Chaque fois, une décision économique apparemment mineure est perçue comme un abus de trop,un signe de mépris du peuple et d’injustice, alors qu’en parallèle les mêmes gouvernements ont généralement réduit les contributions fiscales des plus riches, privatisé, favorisé les inégalités… La combinaison de réformes socialement brutales et de l’état d’urgence contre les révoltes qui en résultent caractérise aujourd’hui ce qu’on peut appeler le néolibéralisme autoritaire, qui est le visage du néolibéralisme en temps de crise. Mais la nouvelle apportée par les mouvements actuels est que les refrains néolibéraux ne passent plus, et que le recours à la répression est inopérant.

Cependant, ces remarques ne valent que pour certains de ces mouvements.D’autres ne peuvent être rangés sous la rubrique d’une crise de l’Etat néolibéral : en Haïti, au Liban, en Algérie, les manifestants visent essentiellement la confiscation du pouvoir par des gouvernants vus comme des « clans » ou des « mafias ». Les cas de l’Algérie ou de l’Egypte, où la contestation vise la captation des Etats par l’armée, montrent que, comme en Amérique latine, la corruption et l’autoritarisme sont loin d’être l’apanage des néolibéraux.

Populismes de gauche

L’observateur de gauche de cette situation doit se garder de tout simplisme et de toute projection fantasmatique d’une révolution mondiale. Ces révoltes ne se présentent pas comme la source d’une alternative déterminée, ou d’une nouvelle légalité. Une seule chose les réunit toutes : le désir d’une démocratie digne de ce nom. Mais, à ce titre, des régimes qui ont pu se présenter comme des alternatives au néolibéralisme, des « populismes de gauche » plus ou moins autoritaires, sont aussi le théâtre de « révoltes des gouvernés ». Celles-ci sont dirigées cette fois contre la monopolisation du pouvoir politique, les violations des droits de l’homme et des règles du pluralisme, ou l’accaparement de ressources nationalisées au profit de groupes gravitant autour du pouvoir.

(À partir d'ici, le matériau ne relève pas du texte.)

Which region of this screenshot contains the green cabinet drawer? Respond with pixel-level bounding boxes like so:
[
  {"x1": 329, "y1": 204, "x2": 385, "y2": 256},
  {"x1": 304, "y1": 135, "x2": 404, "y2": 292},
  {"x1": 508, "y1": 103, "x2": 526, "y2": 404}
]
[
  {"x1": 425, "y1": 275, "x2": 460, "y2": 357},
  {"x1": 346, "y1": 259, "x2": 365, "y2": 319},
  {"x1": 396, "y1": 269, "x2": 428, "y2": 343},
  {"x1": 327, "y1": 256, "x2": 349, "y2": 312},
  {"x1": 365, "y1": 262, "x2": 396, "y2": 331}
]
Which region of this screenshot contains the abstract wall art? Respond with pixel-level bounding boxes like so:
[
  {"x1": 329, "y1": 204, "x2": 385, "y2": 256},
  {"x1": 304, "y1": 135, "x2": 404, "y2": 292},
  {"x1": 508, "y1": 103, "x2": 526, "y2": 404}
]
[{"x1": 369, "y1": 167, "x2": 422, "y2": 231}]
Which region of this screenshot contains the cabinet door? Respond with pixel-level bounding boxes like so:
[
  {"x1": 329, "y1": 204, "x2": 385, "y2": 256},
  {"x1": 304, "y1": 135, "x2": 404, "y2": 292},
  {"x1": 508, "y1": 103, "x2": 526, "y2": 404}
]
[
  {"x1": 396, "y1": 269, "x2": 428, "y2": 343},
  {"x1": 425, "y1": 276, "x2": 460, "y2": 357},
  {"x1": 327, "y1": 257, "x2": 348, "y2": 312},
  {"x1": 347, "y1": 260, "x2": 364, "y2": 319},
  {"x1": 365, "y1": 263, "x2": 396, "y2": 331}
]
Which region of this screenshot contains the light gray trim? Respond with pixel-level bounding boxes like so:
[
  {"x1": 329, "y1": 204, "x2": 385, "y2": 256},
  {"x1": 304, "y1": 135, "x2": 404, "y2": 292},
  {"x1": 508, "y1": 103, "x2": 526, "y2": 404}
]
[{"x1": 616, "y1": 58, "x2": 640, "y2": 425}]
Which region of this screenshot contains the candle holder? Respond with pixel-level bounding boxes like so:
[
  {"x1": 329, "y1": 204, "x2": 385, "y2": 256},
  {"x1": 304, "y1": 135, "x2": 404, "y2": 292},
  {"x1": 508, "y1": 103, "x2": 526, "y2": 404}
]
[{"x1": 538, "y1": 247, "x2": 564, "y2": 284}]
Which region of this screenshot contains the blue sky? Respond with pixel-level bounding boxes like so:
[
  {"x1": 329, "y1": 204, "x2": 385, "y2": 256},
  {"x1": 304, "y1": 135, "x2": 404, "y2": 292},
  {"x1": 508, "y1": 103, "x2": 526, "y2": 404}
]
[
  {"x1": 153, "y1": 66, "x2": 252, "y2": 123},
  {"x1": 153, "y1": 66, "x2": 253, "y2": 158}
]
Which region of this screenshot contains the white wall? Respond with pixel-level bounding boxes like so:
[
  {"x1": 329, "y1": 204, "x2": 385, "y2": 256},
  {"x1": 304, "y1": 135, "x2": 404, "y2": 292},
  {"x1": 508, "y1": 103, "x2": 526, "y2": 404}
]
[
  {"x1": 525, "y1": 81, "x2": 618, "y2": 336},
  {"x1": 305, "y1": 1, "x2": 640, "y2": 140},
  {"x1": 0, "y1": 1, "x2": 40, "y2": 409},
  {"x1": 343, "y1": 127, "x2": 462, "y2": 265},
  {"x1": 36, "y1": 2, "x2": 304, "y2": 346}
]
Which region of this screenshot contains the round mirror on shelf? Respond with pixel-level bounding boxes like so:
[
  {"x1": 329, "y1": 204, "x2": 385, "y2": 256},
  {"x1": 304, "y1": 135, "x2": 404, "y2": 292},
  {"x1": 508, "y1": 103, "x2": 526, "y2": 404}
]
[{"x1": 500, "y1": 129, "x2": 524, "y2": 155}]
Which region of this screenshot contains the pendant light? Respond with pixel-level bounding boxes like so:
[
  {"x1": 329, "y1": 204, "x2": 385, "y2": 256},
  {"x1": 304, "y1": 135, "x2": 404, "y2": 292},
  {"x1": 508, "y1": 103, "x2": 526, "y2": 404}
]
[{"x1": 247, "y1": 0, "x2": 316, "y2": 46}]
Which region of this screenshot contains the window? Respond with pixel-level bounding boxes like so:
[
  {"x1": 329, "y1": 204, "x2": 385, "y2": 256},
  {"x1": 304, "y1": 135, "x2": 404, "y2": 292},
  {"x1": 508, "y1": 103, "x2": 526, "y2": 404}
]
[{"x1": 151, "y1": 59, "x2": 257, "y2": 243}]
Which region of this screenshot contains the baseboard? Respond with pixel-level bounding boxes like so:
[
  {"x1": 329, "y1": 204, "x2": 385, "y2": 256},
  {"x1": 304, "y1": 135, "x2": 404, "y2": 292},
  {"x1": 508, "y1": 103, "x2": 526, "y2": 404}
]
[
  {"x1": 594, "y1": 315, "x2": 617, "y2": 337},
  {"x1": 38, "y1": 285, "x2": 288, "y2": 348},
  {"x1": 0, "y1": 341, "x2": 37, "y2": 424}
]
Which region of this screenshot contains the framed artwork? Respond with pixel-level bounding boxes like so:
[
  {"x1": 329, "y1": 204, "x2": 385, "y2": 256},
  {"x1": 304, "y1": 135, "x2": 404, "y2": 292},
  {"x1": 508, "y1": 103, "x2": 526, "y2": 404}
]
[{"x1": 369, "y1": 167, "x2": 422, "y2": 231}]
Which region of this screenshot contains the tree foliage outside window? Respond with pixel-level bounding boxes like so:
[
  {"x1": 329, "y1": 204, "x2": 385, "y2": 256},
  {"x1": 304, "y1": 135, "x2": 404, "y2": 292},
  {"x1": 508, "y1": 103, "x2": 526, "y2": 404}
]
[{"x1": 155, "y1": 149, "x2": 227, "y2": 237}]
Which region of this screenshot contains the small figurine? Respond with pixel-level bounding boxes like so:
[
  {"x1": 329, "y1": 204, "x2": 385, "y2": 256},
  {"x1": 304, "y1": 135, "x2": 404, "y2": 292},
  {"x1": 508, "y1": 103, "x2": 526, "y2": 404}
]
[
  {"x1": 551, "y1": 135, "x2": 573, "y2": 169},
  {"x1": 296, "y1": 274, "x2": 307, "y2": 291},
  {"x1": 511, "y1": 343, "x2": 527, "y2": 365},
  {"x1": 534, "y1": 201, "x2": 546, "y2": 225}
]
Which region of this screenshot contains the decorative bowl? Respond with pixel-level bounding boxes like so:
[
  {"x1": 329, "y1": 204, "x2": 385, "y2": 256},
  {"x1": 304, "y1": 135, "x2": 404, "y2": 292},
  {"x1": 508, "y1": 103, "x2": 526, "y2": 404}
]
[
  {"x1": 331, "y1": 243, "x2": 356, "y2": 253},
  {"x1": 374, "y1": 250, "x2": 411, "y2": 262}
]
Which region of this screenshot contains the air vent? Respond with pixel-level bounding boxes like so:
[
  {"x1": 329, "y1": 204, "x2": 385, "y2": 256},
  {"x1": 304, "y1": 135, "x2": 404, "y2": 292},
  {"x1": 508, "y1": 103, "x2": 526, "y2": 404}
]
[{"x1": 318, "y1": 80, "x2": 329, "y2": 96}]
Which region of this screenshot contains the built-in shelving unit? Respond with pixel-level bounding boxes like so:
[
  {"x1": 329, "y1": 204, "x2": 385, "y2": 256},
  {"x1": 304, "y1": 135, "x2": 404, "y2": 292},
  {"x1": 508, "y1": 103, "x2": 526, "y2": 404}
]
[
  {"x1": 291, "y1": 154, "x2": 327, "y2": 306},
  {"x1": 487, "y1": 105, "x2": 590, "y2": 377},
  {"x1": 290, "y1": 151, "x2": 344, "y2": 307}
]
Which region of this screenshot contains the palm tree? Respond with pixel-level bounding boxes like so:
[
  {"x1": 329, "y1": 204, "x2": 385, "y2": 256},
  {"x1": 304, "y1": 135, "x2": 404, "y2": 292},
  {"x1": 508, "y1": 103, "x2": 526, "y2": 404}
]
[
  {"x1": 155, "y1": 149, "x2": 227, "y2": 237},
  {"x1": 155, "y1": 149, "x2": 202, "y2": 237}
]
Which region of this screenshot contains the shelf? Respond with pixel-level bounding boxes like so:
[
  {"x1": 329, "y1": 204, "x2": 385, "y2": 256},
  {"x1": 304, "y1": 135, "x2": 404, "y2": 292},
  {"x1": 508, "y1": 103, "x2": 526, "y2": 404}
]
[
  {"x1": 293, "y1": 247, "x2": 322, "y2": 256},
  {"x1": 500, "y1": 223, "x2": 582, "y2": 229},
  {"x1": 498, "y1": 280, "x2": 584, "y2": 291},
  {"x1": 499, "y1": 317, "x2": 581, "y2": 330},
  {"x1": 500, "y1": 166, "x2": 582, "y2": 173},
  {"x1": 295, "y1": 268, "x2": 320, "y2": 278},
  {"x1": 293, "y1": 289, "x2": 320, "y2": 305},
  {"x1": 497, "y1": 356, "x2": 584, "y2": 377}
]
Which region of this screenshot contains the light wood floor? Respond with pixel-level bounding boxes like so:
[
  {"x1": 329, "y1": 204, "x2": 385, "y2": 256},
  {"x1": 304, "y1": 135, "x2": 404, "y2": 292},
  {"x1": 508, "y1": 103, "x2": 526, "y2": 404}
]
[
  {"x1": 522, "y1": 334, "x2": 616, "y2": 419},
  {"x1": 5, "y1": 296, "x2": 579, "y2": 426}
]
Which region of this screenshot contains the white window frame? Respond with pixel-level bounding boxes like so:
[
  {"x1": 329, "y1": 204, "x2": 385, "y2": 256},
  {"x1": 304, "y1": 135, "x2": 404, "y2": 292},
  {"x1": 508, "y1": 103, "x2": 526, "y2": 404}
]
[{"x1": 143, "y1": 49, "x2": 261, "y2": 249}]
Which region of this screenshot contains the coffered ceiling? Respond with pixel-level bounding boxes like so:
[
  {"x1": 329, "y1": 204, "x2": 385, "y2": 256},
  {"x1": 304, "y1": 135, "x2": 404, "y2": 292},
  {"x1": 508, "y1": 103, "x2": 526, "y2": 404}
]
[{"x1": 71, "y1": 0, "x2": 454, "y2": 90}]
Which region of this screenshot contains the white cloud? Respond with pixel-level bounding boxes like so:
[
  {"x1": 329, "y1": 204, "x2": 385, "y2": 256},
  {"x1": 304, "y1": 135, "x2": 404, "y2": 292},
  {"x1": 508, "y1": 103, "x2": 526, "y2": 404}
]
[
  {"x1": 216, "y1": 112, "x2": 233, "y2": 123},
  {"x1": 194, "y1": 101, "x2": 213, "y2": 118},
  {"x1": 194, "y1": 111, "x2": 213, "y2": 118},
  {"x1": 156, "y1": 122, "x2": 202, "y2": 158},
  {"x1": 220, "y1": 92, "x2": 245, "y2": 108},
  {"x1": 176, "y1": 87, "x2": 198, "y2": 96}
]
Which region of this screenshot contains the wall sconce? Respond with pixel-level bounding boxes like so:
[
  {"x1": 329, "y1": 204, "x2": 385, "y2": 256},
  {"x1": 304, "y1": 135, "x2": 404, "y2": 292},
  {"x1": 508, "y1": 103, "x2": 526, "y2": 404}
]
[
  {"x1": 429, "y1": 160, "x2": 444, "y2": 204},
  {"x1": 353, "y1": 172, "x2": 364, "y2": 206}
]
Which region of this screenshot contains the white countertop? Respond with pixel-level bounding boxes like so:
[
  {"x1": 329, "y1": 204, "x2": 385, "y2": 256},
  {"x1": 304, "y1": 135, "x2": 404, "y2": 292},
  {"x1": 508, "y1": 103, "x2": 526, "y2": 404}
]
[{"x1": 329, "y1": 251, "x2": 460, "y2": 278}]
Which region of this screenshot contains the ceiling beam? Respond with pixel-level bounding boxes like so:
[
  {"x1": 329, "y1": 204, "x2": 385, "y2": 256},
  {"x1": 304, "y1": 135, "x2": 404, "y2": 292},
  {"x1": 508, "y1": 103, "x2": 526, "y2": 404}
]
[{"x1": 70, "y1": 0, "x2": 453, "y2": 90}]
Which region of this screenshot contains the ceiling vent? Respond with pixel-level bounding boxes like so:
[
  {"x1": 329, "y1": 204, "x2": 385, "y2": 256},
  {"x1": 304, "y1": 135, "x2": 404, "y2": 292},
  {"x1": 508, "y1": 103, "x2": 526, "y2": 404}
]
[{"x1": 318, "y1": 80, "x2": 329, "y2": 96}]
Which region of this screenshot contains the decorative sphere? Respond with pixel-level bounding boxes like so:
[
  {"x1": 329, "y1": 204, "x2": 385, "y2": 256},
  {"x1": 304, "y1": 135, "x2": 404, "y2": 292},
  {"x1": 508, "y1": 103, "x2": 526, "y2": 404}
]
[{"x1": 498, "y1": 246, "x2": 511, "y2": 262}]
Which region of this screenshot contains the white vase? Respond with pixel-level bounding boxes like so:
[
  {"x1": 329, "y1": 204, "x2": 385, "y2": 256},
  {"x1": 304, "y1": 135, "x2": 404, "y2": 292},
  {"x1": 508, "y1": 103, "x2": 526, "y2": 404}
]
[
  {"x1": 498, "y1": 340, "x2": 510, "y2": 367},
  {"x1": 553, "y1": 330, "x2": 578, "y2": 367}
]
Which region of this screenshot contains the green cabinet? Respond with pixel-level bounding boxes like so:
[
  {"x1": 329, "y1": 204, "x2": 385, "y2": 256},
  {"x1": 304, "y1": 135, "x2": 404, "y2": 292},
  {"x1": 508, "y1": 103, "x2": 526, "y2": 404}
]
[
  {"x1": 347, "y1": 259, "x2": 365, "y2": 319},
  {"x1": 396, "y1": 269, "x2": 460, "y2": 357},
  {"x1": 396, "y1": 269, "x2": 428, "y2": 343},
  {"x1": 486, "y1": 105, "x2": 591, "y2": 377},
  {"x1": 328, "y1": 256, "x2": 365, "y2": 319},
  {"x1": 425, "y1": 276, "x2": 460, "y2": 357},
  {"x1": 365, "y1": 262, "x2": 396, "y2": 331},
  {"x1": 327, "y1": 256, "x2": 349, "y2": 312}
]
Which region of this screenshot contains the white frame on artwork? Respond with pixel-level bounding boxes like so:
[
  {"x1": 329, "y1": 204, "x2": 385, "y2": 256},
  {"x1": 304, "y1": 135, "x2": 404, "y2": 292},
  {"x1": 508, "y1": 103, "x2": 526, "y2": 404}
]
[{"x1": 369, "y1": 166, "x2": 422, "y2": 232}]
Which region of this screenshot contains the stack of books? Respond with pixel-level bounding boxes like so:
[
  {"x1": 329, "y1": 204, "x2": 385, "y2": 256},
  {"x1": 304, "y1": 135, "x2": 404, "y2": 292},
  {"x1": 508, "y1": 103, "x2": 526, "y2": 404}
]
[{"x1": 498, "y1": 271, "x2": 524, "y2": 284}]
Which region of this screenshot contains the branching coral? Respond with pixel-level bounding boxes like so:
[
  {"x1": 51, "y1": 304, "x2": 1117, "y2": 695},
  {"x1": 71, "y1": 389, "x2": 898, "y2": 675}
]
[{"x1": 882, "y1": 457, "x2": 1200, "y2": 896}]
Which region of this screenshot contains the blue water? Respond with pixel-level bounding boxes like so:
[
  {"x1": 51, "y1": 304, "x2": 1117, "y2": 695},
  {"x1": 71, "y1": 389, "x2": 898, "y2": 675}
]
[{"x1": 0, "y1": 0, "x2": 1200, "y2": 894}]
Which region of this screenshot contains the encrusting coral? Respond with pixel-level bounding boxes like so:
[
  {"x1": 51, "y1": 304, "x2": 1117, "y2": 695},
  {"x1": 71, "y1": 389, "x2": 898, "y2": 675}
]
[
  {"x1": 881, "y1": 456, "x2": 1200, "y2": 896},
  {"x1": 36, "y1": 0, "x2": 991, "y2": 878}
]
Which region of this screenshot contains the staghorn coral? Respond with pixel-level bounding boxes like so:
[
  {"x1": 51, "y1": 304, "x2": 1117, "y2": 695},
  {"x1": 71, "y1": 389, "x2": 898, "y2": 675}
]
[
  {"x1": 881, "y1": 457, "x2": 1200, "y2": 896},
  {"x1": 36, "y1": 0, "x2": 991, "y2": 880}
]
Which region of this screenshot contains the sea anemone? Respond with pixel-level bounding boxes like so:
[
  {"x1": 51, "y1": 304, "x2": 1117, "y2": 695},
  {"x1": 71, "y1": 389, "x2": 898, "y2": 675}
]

Les cas de la Bolivie et du Venezuela doivent sûrement être distingués. C’est moins le bilan général d’Evo Morales, plutôt reconnu comme un progrès social, qui est aujourd’hui contesté par les Boliviens, que sa volonté anticonstitutionnelle de briguer un quatrième mandat et, surtout, les conditions douteuses de sa réélection. Quant au Venezuela de Maduro, plongé dans un marasme économique profond, il traverse une des plus graves crises politiques et sociales de son histoire.

Or, de même qu’à la fin des années 1970, Foucault traitait aussi de l’expérience des dissidences dans les dictatures dites « socialistes », aujourd’hui, les contestations multiples du néolibéralisme autoritaire ne sauraient se doubler d’une complaisance aveugle envers les vices et parfois les catastrophes d’un autoritarisme de gauche.

Celui-ci est également en cause dans les mouvements actuels qui s’en prennent partout à la corruption de la démocratieau sens littéral comme en un sens plus abstrait : la démocratie paraît « corrompue » lorsque la politique menée porte partout la marque des intérêts de groupes économiquement ou politiquement dominants, dont le gouvernement exécute les volontés au détriment du « public ».

La démocratie doit toujours être reconquise contre les oligarchies qui la détournent d’elle-même. A l’appel à une démocratie fidèle à son principe se mêle toujours une forte aspiration à la justice sociale. S’y ajoute aujourd’hui une dernière dimension, manifestée par un mouvement transnational comme Extinction Rebellion : le « nous ne voulons plus être gouvernés ainsi »se dirige ici contre le fait que les gouvernements en place ne font nullement de l’écologie une réelle priorité, et acheminent ainsi l’humanité vers une catastrophe scientifiquement annoncée. C’est le dernier étage de la fusée : l’écologie devrait être l’un des axes centraux de cette démocratie sociale qui se mettrait à l’écoute des révoltes mondiales, et dont le mot d’ordre d’un « Global Green New Deal » pourrait constituer un mot d’ordre fédérateur pour les peuples.